Lastly, there is no disability act in Thailand; hence, there is no systemic information on the discrimination and difficulties that patients with diabetes face in their daily lives. From personal experience, these problems do exist, including, but not limited to, diabetes care at schools and workplaces. This will need to be addressed to improve the quality of life of these patients.

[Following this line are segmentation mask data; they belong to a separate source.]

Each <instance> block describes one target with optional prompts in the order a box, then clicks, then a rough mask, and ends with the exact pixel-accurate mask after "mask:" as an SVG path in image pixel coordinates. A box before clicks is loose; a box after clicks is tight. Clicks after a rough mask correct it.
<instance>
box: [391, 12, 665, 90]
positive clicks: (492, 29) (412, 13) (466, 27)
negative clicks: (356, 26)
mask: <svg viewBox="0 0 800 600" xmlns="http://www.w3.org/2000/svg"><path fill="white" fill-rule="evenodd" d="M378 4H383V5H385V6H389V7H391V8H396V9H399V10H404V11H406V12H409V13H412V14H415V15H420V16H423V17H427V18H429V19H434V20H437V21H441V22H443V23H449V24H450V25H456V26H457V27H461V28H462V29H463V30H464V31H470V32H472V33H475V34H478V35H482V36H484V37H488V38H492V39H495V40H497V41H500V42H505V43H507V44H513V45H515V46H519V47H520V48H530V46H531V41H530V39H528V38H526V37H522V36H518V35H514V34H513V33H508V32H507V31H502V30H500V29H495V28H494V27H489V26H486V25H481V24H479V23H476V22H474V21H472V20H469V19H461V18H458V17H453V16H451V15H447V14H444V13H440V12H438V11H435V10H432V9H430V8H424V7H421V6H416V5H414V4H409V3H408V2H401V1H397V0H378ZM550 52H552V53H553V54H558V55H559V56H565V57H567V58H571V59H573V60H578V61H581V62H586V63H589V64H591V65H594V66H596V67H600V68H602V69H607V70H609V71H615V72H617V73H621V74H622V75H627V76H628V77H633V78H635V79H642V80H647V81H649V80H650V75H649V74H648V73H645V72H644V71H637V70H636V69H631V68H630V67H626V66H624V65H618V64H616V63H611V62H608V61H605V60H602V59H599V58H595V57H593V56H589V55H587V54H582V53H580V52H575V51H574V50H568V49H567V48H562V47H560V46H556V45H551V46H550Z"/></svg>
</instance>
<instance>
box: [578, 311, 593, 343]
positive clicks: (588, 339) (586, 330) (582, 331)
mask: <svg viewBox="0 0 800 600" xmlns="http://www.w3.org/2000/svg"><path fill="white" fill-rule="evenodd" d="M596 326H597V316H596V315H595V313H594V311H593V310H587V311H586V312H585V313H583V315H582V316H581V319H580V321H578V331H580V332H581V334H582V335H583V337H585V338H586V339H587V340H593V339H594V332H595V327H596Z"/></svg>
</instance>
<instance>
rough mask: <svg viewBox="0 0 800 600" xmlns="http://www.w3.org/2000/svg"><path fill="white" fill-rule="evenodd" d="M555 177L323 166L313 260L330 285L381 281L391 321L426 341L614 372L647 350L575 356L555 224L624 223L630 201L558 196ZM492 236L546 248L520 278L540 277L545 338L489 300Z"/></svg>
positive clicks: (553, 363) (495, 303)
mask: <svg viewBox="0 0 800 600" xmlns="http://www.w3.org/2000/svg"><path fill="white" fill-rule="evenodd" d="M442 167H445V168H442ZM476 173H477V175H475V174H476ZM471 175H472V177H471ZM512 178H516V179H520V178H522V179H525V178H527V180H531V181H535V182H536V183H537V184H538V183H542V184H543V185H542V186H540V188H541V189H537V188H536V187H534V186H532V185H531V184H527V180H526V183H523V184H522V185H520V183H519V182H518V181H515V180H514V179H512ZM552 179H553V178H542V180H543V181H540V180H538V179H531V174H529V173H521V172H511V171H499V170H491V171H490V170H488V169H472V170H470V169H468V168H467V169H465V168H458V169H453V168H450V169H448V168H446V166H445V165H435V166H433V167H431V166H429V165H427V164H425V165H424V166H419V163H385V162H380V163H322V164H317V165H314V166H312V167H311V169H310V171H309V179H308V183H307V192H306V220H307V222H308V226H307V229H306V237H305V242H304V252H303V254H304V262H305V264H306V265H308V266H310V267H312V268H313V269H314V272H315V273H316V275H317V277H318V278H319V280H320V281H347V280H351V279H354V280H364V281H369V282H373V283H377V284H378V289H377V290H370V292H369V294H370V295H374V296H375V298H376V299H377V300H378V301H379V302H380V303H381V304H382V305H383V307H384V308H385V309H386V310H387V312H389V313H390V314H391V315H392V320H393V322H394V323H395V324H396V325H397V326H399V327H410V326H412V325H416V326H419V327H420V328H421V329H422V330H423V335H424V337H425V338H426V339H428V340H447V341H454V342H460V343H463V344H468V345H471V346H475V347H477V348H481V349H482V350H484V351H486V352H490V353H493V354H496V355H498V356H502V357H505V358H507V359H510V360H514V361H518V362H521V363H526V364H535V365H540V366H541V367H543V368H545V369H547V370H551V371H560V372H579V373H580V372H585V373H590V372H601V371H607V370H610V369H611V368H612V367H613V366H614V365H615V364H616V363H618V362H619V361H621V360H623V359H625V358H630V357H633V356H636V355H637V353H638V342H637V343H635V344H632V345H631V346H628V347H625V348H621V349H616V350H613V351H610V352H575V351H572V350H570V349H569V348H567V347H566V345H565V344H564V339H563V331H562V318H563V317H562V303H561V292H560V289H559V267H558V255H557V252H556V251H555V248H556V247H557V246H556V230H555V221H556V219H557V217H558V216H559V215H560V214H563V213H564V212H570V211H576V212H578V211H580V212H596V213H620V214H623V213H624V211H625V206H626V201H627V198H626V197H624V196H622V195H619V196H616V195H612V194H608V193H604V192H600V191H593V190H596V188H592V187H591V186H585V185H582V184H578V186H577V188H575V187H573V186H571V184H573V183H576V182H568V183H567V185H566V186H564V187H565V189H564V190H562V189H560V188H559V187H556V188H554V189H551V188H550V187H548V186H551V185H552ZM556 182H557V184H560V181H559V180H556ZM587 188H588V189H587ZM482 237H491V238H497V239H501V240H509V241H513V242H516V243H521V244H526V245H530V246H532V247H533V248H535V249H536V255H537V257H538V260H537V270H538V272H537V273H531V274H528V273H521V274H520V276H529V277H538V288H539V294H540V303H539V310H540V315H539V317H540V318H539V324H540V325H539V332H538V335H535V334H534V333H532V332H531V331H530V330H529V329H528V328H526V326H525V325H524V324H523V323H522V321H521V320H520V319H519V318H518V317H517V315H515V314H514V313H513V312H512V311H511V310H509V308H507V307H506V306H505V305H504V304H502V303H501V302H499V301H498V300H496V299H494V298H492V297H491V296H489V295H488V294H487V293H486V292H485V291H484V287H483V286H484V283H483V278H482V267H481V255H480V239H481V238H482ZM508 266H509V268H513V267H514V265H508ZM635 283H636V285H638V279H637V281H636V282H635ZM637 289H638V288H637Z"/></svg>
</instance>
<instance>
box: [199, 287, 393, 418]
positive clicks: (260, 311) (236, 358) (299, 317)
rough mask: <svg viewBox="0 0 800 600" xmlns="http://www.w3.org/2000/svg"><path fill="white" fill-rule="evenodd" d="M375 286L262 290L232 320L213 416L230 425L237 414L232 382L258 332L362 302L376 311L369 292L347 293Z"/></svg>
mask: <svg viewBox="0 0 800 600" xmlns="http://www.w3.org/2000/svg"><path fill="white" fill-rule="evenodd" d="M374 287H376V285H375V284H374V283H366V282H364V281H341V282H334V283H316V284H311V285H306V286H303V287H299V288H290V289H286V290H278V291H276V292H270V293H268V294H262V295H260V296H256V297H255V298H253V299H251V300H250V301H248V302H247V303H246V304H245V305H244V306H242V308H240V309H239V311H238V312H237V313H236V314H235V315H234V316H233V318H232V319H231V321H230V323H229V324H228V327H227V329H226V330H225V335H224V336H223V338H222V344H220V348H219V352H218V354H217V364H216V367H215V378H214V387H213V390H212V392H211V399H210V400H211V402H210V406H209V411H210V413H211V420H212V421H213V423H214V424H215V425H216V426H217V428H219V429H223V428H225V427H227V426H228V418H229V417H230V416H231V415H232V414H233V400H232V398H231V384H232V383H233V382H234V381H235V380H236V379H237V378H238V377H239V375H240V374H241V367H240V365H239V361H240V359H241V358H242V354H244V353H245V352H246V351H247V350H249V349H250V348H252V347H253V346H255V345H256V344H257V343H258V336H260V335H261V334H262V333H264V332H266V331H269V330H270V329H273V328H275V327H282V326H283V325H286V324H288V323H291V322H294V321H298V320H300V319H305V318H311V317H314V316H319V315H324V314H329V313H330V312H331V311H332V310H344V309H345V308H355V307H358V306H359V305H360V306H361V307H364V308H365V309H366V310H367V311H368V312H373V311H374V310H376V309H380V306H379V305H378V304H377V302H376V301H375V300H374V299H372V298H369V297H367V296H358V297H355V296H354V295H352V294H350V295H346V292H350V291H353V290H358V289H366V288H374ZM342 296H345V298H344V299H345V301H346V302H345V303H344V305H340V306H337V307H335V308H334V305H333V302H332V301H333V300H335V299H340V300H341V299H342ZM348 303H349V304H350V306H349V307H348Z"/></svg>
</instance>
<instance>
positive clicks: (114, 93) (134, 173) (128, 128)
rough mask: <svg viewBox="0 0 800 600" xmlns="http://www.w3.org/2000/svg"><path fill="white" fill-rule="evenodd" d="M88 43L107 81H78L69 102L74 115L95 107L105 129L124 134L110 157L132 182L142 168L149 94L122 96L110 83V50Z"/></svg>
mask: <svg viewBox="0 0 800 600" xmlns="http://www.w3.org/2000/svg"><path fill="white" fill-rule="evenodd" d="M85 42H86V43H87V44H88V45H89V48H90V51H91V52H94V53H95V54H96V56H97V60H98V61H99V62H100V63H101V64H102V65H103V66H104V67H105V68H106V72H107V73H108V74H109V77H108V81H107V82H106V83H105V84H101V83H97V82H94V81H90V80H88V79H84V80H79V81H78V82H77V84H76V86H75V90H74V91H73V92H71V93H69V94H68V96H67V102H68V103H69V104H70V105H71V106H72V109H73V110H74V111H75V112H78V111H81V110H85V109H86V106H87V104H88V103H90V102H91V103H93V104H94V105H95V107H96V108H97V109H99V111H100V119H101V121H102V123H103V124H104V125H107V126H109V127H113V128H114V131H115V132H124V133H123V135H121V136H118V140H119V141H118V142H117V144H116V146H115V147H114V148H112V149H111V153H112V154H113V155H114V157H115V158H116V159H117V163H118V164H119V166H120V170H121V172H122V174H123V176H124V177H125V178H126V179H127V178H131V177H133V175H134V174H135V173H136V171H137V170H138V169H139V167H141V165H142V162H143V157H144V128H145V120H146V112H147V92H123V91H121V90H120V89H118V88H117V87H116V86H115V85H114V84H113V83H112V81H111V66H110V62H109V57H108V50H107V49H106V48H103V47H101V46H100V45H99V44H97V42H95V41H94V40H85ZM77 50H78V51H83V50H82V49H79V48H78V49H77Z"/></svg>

Lessons Learned from Thailand

There are lessons to be learned from diabetes care in Thailand as a country with inadequate and sometimes misallocated resources. Having universal healthcare coverage significantly improved access to care and health screening as well as facilitated national data collection for future planning. However, universal coverage has not eliminated problems with quality of care and access to specific services, particularly preventive and self-management services. Utilization of non-professional healthcare volunteers, especially at the local levels, helped promote health screening, communications and simple health status monitoring without significant added cost. Initiatives supported by the private sector, non-for-profit organizations, and international organizations have helped to propel foot care and digital fundoscopy into the mainstream of diabetes care. These components of diabetes care were then eventually incorporated into the national level by the NHSO. This recent history may serve as a practical model for introducing other new forms of diabetes prevention and treatment and gaining support from national payers.

Conclusion

Diabetes is a significant disease, contributing to decreased quality of life as well as increased mortality and healthcare costs in Thailand. The country recognizes this burden and has begun to tackle the problem from multiple angles. Collaborations among interested organizations and clear strategies with effective implementation, along with clear outcome measurements, are needed. Education of the public, healthcare professionals, and physicians is also necessary to promote understanding of the disease, for both self-care and healthcare alike. Lastly, improved healthcare equality and coverage should result in improved disease outcomes for patients with diabetes.